# LET THERE BE LIGHT- A Lighted Nock Review



## DXT SHOOTER

*Thanks for the eval....*

I've been pondering which lighted nocks to buy. You've made up my mind for me. Great review.


----------



## 188 Inches

They really are a great product.


----------



## stringflipper

don't forget that it may be illegal to hunt with these in certian states (colorado is this way).


----------



## cjahlert

great review. Lots of information and extremely detailed. Appreciate your efforts.


----------



## mathews xt 600

Thanks for the good info!!!!


----------



## 188 Inches

Thanks everyone for the kind words


----------



## treestradler

Ok you have sold me !! Nice job on the research and testing


----------



## dotchess

*Firenocks!*

Firenock rule!! Hands down the best one on the market!


----------



## SC Reezen

Yep happen again this morning..My Lumenok didn't lite up...I'll be switching after today.....


----------



## ford832

Good review,thanks.Still,I'm surprised I never see Archer's Flame mentioned.Far and away the best lighted nock on the market imo.


----------



## 2dapoint

Great review!! :thumbs_up This helps in my decision process. Thanks for your efforts!


----------



## treestradler

I was given some G5 lighted nocks as a gift and quickly put them in my carbon express hunter maxima arrows. I took them out to the range and gave them a quick try into a Block target at 20, 30, and 40 yards and was nicely surprised. They turned on each time and had good visibility even in the bright sun light. They were easy to turn off and I thought I was set for the season. However, this was not the case. My first shot of the year was at a nice old buck. It was early in the morning and still pretty dark when I took the shot at 27 yards. There was no light, nothing. I nocked another arrow as it was still early and since I was not entirely sure how good the shot was, I had determined to stay put and give him a while. During this time a nice doe came along and another shot was taken and again no light. The doe went down in 20 yards the buck I found approximately 100 yards away. I would not recommend the G5's.


----------



## JMaier

stringflipper said:


> don't forget that it may be illegal to hunt with these in certian states (colorado is this way).

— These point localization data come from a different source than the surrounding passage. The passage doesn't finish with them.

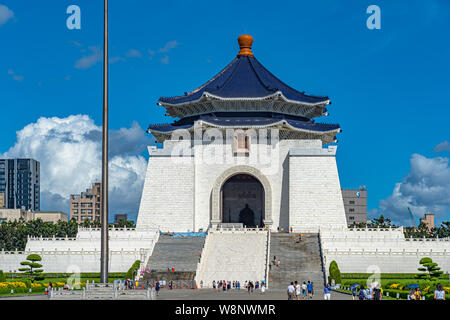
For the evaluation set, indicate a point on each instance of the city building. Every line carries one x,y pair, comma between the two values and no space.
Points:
120,217
428,219
20,183
51,216
17,214
2,200
355,204
86,205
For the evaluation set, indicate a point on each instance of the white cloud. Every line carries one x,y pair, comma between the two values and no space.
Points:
69,150
89,60
443,146
425,189
164,60
5,14
169,46
133,53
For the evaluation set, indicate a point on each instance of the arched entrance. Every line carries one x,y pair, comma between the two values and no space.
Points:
243,201
216,196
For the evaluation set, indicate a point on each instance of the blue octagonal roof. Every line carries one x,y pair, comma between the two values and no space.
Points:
245,77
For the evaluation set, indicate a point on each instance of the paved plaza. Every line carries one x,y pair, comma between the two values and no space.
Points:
209,294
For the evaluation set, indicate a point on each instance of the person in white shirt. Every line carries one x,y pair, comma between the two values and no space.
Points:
439,293
304,289
291,291
298,290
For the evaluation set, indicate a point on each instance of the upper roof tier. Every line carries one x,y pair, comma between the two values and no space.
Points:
245,85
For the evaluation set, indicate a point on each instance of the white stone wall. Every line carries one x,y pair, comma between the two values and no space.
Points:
315,197
82,254
168,197
381,250
72,261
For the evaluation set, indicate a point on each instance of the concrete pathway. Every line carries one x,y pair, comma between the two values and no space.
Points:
209,294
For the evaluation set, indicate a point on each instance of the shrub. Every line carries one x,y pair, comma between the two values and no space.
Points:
430,270
134,268
335,273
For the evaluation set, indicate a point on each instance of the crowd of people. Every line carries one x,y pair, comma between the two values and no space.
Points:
370,293
250,286
303,291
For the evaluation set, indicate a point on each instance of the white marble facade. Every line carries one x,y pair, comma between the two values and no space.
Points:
300,180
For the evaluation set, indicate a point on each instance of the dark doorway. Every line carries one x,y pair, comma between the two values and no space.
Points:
243,201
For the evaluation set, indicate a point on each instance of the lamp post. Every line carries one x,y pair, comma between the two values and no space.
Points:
104,211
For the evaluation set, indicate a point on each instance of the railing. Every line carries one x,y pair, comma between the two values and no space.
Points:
202,258
322,260
101,292
267,259
144,263
240,230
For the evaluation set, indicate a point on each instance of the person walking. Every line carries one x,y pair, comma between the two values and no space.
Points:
298,290
309,287
362,293
418,294
439,293
377,294
304,290
290,291
327,292
354,292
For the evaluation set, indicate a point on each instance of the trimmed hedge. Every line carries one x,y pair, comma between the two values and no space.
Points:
334,272
86,275
386,276
134,268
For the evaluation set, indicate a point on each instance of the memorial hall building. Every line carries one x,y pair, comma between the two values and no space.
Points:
244,148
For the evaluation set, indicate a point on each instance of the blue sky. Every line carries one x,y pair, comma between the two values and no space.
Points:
388,87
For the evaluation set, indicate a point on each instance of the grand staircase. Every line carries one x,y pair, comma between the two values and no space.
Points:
182,254
300,261
233,255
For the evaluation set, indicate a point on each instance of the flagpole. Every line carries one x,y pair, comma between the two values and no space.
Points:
104,260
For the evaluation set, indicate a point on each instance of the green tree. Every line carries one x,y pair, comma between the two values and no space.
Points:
381,222
430,270
32,268
334,272
134,269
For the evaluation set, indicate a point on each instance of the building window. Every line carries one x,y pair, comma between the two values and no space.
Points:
241,143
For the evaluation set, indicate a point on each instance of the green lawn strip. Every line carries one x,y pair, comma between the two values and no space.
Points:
384,294
395,276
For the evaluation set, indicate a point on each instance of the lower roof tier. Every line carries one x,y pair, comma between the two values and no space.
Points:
290,127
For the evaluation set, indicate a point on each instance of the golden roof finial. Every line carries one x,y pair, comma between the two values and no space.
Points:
245,43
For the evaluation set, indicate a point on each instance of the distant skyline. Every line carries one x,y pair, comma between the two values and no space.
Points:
388,87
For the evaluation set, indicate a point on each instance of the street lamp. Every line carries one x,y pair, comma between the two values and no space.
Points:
104,214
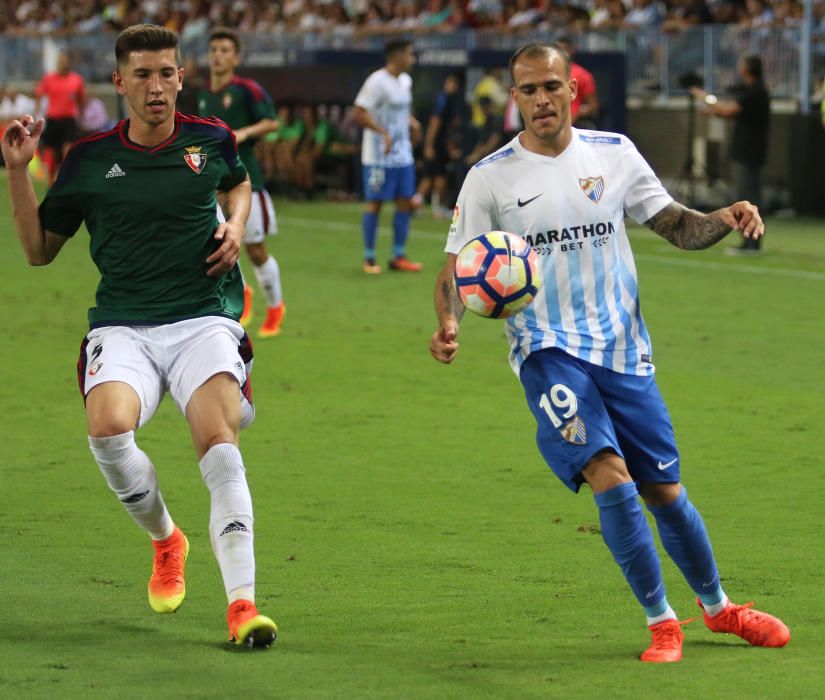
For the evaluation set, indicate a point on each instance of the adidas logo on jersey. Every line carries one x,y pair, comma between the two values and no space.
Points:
115,171
234,526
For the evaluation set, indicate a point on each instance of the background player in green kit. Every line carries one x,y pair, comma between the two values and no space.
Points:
245,106
167,305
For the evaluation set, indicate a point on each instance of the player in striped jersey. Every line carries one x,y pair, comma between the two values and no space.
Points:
245,106
383,107
167,306
582,351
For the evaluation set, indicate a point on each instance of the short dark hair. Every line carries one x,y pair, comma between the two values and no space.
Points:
226,33
753,64
145,37
535,49
397,46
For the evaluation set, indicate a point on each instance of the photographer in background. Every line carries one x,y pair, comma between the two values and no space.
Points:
749,108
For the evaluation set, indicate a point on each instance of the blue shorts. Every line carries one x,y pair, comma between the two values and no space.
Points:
582,409
387,184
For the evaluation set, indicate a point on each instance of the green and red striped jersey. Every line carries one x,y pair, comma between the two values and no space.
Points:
241,102
151,214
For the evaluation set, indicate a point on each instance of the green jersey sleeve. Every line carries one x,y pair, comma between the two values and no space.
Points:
236,172
61,211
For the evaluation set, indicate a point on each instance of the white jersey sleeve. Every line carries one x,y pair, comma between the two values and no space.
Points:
646,196
371,93
474,212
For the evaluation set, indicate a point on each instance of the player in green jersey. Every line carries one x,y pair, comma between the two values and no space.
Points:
245,106
167,305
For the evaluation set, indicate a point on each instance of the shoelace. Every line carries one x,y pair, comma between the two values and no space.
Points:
168,566
668,635
738,614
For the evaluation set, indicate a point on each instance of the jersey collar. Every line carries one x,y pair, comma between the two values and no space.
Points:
123,131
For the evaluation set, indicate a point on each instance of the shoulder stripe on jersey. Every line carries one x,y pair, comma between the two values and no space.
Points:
258,93
589,138
208,121
91,138
496,156
98,135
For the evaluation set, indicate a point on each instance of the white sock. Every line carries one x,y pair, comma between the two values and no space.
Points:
666,615
130,474
269,277
230,521
716,608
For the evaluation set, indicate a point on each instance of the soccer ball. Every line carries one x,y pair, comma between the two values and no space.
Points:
496,275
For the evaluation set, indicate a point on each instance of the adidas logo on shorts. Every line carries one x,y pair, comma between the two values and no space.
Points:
115,171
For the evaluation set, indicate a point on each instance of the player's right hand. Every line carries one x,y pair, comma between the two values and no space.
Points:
444,342
20,141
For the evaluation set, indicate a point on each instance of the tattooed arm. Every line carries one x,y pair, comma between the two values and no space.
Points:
449,309
689,229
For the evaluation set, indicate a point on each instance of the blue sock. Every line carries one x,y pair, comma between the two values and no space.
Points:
400,230
370,226
628,536
685,539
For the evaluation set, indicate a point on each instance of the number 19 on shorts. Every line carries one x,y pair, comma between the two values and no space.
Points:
560,404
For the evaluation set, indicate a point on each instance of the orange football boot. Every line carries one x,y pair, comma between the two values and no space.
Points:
403,264
755,627
167,587
249,628
272,324
246,315
666,646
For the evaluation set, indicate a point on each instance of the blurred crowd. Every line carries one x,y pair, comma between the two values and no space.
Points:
194,18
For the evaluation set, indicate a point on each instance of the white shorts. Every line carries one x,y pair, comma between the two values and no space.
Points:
176,357
261,221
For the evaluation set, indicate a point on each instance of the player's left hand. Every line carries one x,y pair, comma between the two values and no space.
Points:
226,256
744,217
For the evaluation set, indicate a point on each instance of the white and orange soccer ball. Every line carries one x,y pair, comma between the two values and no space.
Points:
497,275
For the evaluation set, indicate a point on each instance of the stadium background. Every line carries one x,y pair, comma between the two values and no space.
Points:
319,51
411,544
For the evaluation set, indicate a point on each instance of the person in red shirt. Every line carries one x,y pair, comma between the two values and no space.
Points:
584,109
64,90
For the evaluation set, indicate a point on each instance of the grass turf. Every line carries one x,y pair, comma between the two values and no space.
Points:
410,541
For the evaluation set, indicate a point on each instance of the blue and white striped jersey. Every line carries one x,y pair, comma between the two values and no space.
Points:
389,101
570,209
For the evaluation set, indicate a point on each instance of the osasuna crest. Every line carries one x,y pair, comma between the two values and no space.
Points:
574,431
593,187
195,159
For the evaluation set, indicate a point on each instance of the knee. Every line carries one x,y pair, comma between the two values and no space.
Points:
605,471
656,495
257,253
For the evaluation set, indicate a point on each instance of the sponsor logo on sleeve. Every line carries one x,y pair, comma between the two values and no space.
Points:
593,187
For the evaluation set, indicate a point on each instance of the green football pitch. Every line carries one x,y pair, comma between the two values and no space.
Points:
410,541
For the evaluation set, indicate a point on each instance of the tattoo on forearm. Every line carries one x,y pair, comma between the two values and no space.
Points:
688,229
451,301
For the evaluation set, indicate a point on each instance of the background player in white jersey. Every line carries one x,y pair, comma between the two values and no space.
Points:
383,108
581,349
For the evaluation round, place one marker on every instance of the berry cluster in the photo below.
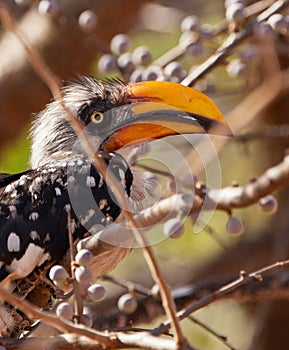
(91, 292)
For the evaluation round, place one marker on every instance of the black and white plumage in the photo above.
(33, 204)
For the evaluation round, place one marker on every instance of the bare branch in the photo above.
(230, 43)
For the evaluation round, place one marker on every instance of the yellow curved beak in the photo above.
(161, 109)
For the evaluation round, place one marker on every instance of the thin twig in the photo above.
(221, 338)
(44, 72)
(222, 292)
(78, 301)
(54, 321)
(230, 43)
(131, 287)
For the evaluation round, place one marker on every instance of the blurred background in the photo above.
(76, 37)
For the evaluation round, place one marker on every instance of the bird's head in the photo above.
(116, 115)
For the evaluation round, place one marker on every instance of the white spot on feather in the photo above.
(34, 235)
(33, 216)
(57, 191)
(88, 216)
(24, 266)
(13, 211)
(90, 181)
(47, 238)
(121, 174)
(13, 242)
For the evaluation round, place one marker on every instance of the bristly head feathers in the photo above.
(52, 136)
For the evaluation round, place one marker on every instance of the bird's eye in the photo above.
(97, 117)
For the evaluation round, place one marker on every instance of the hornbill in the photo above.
(33, 205)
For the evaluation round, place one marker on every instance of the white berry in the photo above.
(58, 274)
(87, 20)
(87, 320)
(64, 310)
(96, 292)
(235, 226)
(269, 204)
(173, 228)
(84, 257)
(127, 304)
(236, 12)
(120, 43)
(50, 7)
(83, 275)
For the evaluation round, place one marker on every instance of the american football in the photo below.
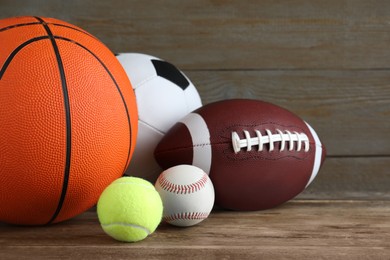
(258, 155)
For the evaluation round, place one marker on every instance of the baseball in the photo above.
(187, 194)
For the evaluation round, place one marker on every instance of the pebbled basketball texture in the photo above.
(68, 120)
(258, 155)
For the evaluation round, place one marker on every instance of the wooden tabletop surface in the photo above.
(327, 61)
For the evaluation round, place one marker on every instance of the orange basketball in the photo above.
(68, 120)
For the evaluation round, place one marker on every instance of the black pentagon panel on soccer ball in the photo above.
(168, 71)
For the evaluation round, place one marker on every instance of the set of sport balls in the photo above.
(74, 118)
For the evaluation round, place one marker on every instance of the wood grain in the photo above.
(228, 34)
(296, 230)
(327, 61)
(354, 178)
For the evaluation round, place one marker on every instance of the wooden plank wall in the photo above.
(327, 61)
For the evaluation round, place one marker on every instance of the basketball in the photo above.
(68, 120)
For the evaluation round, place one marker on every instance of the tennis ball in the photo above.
(129, 209)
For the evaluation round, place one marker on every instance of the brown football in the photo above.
(258, 155)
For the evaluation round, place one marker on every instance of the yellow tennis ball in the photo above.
(129, 209)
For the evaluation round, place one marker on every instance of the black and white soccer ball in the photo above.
(164, 96)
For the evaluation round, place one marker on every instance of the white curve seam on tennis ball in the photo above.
(127, 225)
(137, 184)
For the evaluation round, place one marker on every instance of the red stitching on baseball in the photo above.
(182, 189)
(186, 216)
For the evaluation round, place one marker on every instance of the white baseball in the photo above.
(187, 194)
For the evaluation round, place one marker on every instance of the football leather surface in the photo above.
(258, 155)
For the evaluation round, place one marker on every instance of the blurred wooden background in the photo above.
(327, 61)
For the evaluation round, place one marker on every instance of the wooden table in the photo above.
(327, 61)
(301, 229)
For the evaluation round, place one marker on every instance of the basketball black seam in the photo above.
(18, 25)
(73, 28)
(55, 24)
(116, 84)
(15, 51)
(67, 119)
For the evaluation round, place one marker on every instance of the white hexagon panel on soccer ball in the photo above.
(164, 96)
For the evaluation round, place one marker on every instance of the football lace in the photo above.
(270, 139)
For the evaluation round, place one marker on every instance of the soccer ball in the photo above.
(164, 96)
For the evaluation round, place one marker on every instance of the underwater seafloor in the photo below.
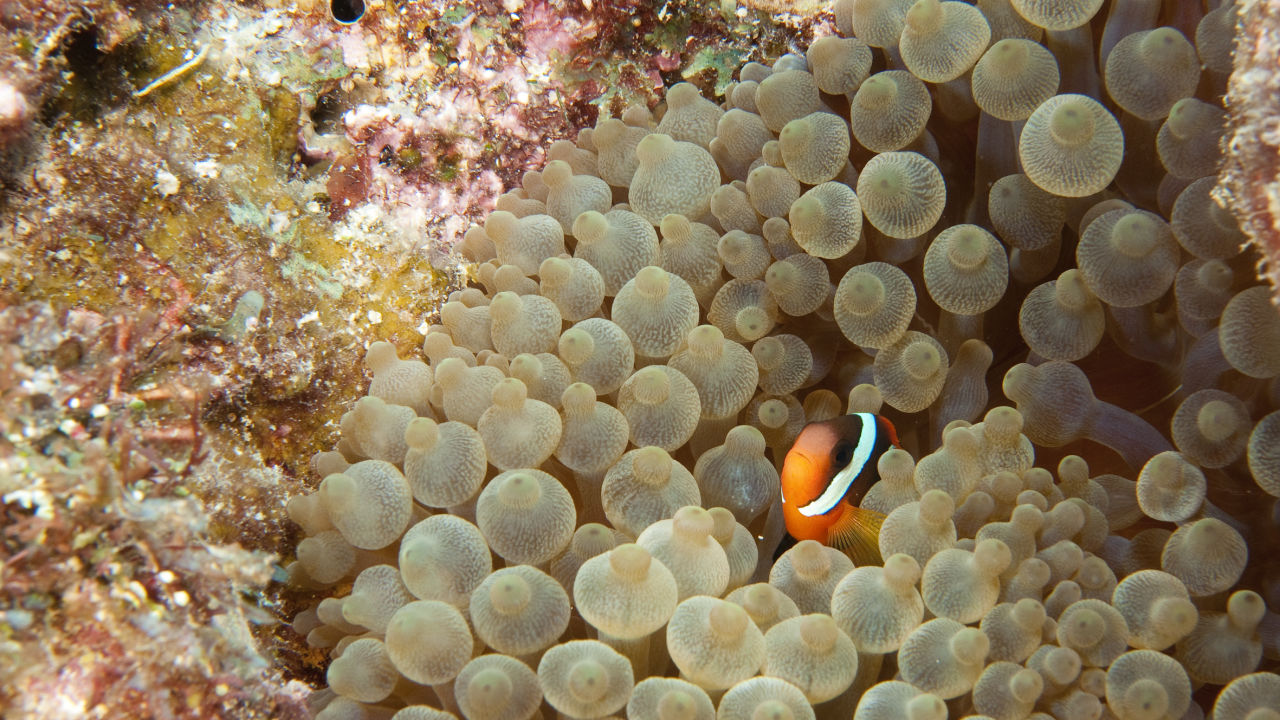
(209, 209)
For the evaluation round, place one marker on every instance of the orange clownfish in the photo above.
(826, 474)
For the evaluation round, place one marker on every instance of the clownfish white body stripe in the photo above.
(824, 477)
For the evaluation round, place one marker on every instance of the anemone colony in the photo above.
(565, 506)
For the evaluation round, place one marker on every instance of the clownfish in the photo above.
(826, 474)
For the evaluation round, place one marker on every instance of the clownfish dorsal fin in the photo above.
(856, 534)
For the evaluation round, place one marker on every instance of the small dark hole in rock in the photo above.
(347, 10)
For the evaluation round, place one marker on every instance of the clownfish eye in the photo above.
(844, 454)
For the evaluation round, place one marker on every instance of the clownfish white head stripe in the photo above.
(841, 482)
(824, 475)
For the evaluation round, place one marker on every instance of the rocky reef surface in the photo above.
(211, 209)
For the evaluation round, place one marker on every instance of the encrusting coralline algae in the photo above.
(673, 296)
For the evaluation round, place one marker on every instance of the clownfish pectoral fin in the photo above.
(856, 534)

Thank you for that. I had no idea a lighted nock was illegal. I know lighted sights are. Didn't know the nocks were as well. :thumbs_up


----------



## breaknockspeed

*Lumenock*

I tried them, but they were always coming on by themselves. I decided they were not necessary and took them back.


----------



## AdvanTimberLou

I have made the switch to Firenock! Dorge has an AWESOME product. I got tired of trying to remove my arrow from string only to have my Lumenok pulled out and stay on the string. Not a great fit. No issues at all with Firenock! They rock!

Great review!


----------



## ventilator44

glad to see the positive comments. Firenock is finally getting the recognition it deserves. I have been very happy with them, hunting and target versions.


----------



## thunderchicken2

AdvanTimberLou said:


> I have made the switch to Firenock! Dorge has an AWESOME product. I got tired of trying to remove my arrow from string only to have my Lumenok pulled out and stay on the string. Not a great fit. No issues at all with Firenock! They rock!
> 
> Great review!



Yes sir...excellent product and an excellent person


----------



## camelcluch

JMaier said:


> Thank you for that. I had no idea a lighted nock was illegal. I know lighted sights are. Didn't know the nocks were as well. :thumbs_up


It's strange but you can use glow stick here in Co. 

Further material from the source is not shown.